UX audit pointed towards issues with Information Architecture

A conducted UX audit pointed towards certain issues related to the website’s Information Architecture, which we wanted to solve before diving into website UI redesign.

Issue #1 Navigation hiding behind the hamburger icon on desktop

Even with plenty of space to display navigation, the current website hides everything under a hamburger menu. Studies show that hiding navigation hurts the UX metrics - there’s around 20% drop in content discoverability on sites with hidden navigation and task completion is slower for desktop users. (NNGroup)

Issue #2: Too many navigation items

The image shows the current sitemap of the Student Body Council website. With 13 items placed at the top level of navigation, it is hard to believe that all of them have the same hierarchy and that the content is properly placed in logical clusters. This is what I wanted to test out.

Initial website sitemap

Issue #3: Confusing content organisation - ambiguous terminology & duplicated menu items

This is how the navigation looks like when opened from the hamburger icon. When a student wants to read something about the Student Body Council, the content is placed in 2 categories — in Foreign Students and in SHÍ. If the students want to learn about their rights, they will have to think whether what they are looking for is in Foreign Students, Students Rights, or in Rights-Ronja (for students with disabilities).

Same content can be found on multiple places which might prolong the time a student needs to find information they need.

How might we design and organise the navigation in a way that helps students reach relevant information and services fast and precise?
SOLUTION

Mapping out the mental model with card sorting exercise

In order to map out the mental model that the students have, I've decided to do an open card sorting exercise with all existing website content.

Since the workshop was done in Iceland, with students at the University, I needed help with facilitation.
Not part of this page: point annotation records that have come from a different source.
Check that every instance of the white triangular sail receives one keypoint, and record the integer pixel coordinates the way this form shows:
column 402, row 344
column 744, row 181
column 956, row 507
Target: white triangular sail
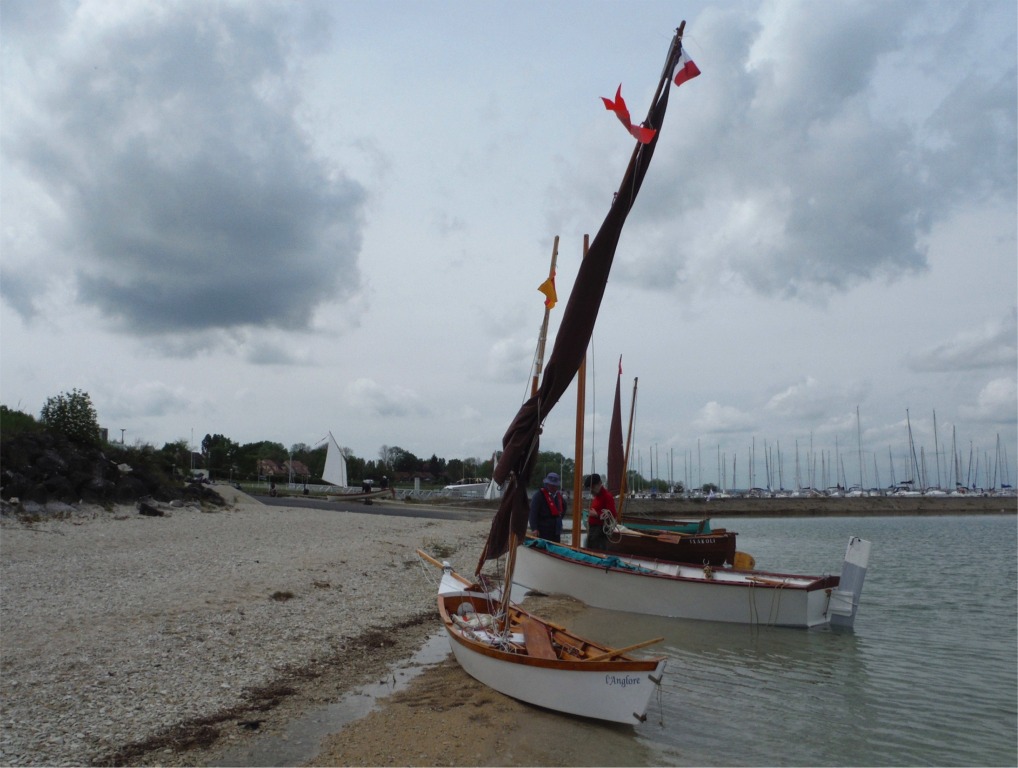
column 335, row 464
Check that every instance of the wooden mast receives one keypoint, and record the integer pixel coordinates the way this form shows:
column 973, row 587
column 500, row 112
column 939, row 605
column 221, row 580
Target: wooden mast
column 534, row 385
column 543, row 336
column 625, row 460
column 580, row 404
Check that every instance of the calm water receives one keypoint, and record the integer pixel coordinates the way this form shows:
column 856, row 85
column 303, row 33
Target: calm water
column 929, row 675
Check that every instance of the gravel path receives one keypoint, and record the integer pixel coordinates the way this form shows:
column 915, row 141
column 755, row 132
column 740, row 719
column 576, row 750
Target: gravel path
column 133, row 640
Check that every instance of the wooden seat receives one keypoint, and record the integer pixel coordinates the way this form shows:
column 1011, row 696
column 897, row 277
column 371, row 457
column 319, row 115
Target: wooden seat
column 539, row 640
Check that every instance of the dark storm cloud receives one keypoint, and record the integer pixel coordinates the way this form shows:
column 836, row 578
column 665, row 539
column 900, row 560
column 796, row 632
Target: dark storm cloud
column 844, row 171
column 189, row 198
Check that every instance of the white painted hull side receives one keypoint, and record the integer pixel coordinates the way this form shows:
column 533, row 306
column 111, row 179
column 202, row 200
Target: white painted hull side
column 660, row 595
column 605, row 695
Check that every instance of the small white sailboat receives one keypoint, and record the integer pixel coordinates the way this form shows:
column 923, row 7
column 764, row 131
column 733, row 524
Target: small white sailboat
column 686, row 591
column 335, row 474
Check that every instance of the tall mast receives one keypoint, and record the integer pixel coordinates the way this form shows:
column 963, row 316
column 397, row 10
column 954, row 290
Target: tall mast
column 937, row 451
column 543, row 336
column 534, row 384
column 580, row 405
column 625, row 460
column 858, row 437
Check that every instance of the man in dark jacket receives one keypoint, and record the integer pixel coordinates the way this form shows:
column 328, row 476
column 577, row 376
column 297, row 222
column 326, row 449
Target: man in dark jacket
column 547, row 508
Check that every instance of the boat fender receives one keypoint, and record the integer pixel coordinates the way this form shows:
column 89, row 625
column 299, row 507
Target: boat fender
column 473, row 620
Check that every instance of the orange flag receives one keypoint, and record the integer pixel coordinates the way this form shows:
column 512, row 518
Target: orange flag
column 548, row 288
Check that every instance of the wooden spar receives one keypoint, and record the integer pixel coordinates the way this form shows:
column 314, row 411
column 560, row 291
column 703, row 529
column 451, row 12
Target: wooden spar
column 619, row 651
column 625, row 459
column 580, row 405
column 543, row 336
column 425, row 556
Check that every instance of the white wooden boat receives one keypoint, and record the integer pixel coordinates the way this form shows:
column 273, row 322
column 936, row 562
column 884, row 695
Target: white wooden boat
column 541, row 663
column 495, row 641
column 713, row 594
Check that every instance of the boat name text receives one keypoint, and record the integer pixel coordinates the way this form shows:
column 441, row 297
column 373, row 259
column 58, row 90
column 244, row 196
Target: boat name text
column 614, row 679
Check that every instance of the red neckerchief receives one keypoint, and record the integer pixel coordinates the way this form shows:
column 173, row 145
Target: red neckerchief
column 555, row 509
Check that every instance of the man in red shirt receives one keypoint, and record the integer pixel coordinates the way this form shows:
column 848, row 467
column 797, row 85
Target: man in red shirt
column 602, row 512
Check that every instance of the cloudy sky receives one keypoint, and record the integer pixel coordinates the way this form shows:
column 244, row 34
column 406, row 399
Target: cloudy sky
column 274, row 219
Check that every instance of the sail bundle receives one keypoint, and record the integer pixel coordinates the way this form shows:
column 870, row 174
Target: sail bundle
column 520, row 442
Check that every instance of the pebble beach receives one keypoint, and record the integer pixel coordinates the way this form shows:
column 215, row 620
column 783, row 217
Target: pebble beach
column 154, row 640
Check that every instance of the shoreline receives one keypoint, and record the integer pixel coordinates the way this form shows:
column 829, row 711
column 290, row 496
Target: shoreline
column 177, row 640
column 164, row 640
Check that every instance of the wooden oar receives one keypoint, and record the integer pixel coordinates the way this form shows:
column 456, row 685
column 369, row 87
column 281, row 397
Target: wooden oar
column 441, row 565
column 620, row 651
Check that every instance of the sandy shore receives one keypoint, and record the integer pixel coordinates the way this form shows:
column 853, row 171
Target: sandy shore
column 129, row 640
column 136, row 640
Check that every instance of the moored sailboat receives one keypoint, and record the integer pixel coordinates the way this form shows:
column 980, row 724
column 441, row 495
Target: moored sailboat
column 495, row 641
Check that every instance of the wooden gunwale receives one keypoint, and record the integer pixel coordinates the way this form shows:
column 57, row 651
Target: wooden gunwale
column 585, row 649
column 760, row 580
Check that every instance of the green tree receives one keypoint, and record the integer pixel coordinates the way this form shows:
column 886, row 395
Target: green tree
column 175, row 457
column 220, row 455
column 71, row 414
column 15, row 422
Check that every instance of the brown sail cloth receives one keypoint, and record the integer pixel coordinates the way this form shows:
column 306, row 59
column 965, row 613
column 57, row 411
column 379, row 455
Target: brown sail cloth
column 521, row 439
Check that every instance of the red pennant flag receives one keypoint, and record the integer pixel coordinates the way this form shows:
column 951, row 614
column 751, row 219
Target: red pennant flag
column 685, row 69
column 641, row 134
column 548, row 288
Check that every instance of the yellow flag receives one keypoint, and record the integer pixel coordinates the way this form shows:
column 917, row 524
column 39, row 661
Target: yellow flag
column 548, row 288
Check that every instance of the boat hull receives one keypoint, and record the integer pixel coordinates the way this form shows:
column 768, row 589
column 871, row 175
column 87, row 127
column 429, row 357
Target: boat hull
column 682, row 591
column 716, row 548
column 618, row 690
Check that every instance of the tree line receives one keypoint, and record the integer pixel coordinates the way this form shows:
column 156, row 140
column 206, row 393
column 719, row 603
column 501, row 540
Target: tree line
column 72, row 415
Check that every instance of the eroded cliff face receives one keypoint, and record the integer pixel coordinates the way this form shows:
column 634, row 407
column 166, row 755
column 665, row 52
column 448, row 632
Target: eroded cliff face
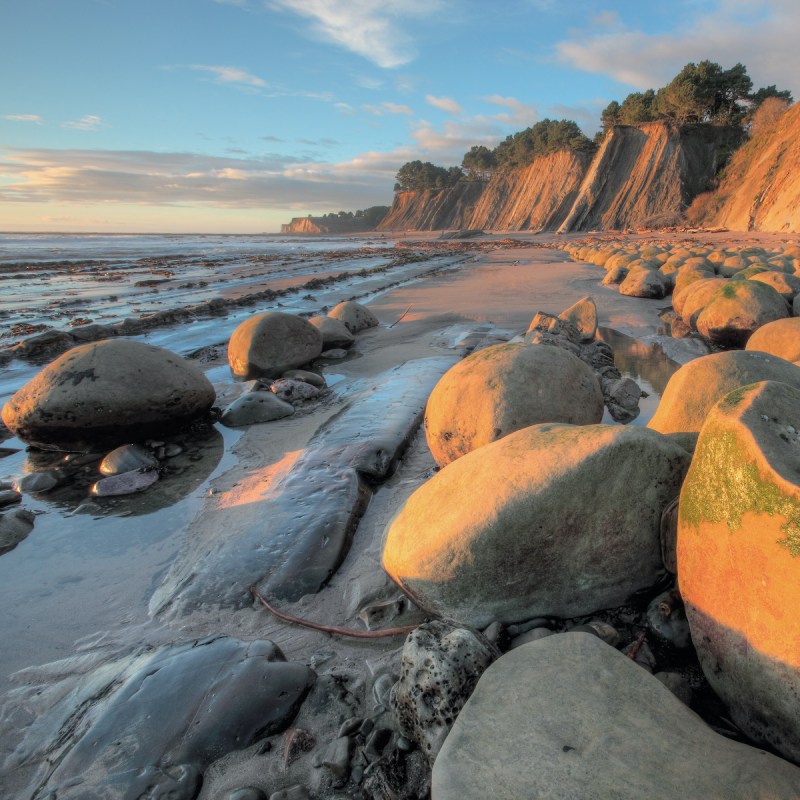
column 646, row 174
column 761, row 188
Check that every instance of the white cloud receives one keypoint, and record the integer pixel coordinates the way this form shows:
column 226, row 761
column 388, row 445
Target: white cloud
column 369, row 28
column 386, row 108
column 446, row 104
column 762, row 35
column 231, row 75
column 90, row 122
column 519, row 114
column 24, row 118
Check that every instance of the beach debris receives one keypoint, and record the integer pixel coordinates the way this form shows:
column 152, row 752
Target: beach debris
column 108, row 392
column 267, row 345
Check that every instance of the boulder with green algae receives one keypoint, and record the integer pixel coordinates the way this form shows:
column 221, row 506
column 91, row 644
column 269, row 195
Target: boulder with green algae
column 739, row 559
column 697, row 386
column 737, row 309
column 501, row 389
column 553, row 520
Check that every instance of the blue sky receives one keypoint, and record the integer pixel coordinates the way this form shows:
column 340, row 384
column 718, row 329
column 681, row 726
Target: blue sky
column 235, row 115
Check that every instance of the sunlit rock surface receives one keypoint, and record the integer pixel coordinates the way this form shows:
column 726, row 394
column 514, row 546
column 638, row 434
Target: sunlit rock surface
column 739, row 558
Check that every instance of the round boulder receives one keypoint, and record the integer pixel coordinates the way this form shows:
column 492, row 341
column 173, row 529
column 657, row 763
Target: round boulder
column 737, row 309
column 739, row 559
column 504, row 388
column 267, row 345
column 355, row 316
column 696, row 386
column 106, row 393
column 780, row 338
column 553, row 520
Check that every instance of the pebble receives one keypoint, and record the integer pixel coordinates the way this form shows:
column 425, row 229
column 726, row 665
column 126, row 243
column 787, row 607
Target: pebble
column 8, row 497
column 126, row 483
column 127, row 458
column 37, row 482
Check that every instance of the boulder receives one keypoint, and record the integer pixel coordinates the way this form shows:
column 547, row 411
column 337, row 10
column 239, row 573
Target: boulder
column 739, row 559
column 107, row 393
column 570, row 717
column 644, row 282
column 696, row 386
column 583, row 315
column 508, row 532
column 355, row 316
column 737, row 309
column 255, row 407
column 334, row 332
column 440, row 665
column 780, row 338
column 267, row 345
column 504, row 388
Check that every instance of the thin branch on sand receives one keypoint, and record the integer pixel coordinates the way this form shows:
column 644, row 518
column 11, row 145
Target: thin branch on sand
column 315, row 626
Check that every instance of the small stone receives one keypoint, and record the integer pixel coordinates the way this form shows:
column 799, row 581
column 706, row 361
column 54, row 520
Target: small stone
column 337, row 757
column 126, row 483
column 37, row 482
column 335, row 354
column 8, row 497
column 127, row 458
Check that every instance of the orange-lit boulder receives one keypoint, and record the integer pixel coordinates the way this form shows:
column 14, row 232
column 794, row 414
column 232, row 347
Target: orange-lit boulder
column 696, row 386
column 737, row 309
column 739, row 559
column 267, row 345
column 554, row 520
column 781, row 338
column 108, row 392
column 504, row 388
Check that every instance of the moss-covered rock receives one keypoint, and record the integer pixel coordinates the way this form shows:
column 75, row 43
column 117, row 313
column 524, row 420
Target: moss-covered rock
column 739, row 558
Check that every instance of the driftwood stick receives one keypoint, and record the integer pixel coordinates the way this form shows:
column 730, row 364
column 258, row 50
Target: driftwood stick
column 315, row 626
column 400, row 317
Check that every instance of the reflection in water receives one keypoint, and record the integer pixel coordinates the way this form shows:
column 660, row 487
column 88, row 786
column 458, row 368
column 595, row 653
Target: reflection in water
column 647, row 364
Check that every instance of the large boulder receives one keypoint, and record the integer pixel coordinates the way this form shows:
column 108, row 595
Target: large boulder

That’s why I made a detailed preparation for our colleague in Reykjavik — Benedikt Hauksson.

I’ve collected all the pages of the current website and placed them on cards that were ready for printing and cutting. There were also blank cards for adding new content pages or duplicating existing ones, as well as cards in a different colour for naming categories.

I’ve created a card sorting facilitation guide & given presentation for a colleague in the field.

Cards with content, ready for cutting.

Debriefing document for collecting qualitative feedback.

To avoid the peer pressure, we’ve initially separated all the students to do the task individually.

Workshop results gave us indications for the new structure

Students found it easy to rename and cluster pages into new categories - discussion at the end developed the new content organisation.

Highlights:

  • New sitemap contains 4 main categories instead of 13
  • Hamburger navigation removed
  • Mega Menu recommended as a good choice for accommodating a large number of options
  • Secondary navigation introduced for quick access to important content
  • Terminology reevaluated in order to match
    the student mental model
  • Redundant pages removed
We tested the solution with 20 students split up into 2 groups - one for old and one for new design.
TESTING

A/B testing to compare the solutions

The next step was to learn how the workshop solution worked - I've decided to go with A/B tree testing.

The question that we wanted to answer was actually very simple — Is the new Information Architecture better than the old one? We wanted to find out whether the users will manage their way through our tasks better with the new sitemap that we have created with the client.

These are the 2 options:

Option A: Initial website architecture

Option B: New architecture, after workshops
I have decided to use the findability of topics as a key success indicator of the new Information Architecture.

Mixed signals with results

The results were mixed: In only 2 out of 3 cases, the new architecture came out as a winner.

Results pulled from Treejack by OptimalWorkshop

In one of the tasks, the new architecture was underperforming so much that, in total, the old sitemap has 13% bigger success rate.

The results are in: In 2 out of 3 cases, the new architecture came out as a winner.

What could have happened?

Learning curve
The existing mental model sometimes prefers the old ways. The users might have needed to go through a learning curve to figure out the new Information Architecture.

Cure: Test with freshmen or exchange students.
Translation errors
Nuances in language translation can skew the results. Different meanings of some phrases in English and Icelandic caused confusion in users, which resulted in them wandering around to find the correct solution for their task.

Cure: Do a pre-testing to make sure everything is clear.
Choice of tasks
My choice of tasks was based on the topics that students marked as most important at the Card Sorting workshop. It still might have happened that these students in general have troubles finding these topics on the website.

Cure: Find the most popular pages on the website in Google Analytics

Outcome

Quick workshop with client resulted in final architecture:

The new architecture had around 70% success at tree testing. In the future, we would want to make further improvements by analysing the live website data and tweaking the designs. The client gave overall positive feedback on the new look & feel. Website is live at student.is

The wireframes for the new navigation had a mega menu and a secondary navigation for quick access to important resources. All pages that students marked as important in the debriefing were placed directly on homepage for quick access.

The final design featured 5 top navigation items, a very clear menu and a beautiful new branding.

In collaboration with a UI designer colleague, we have finished the new website for the Student Body
Council, just in time for their 100th anniversary.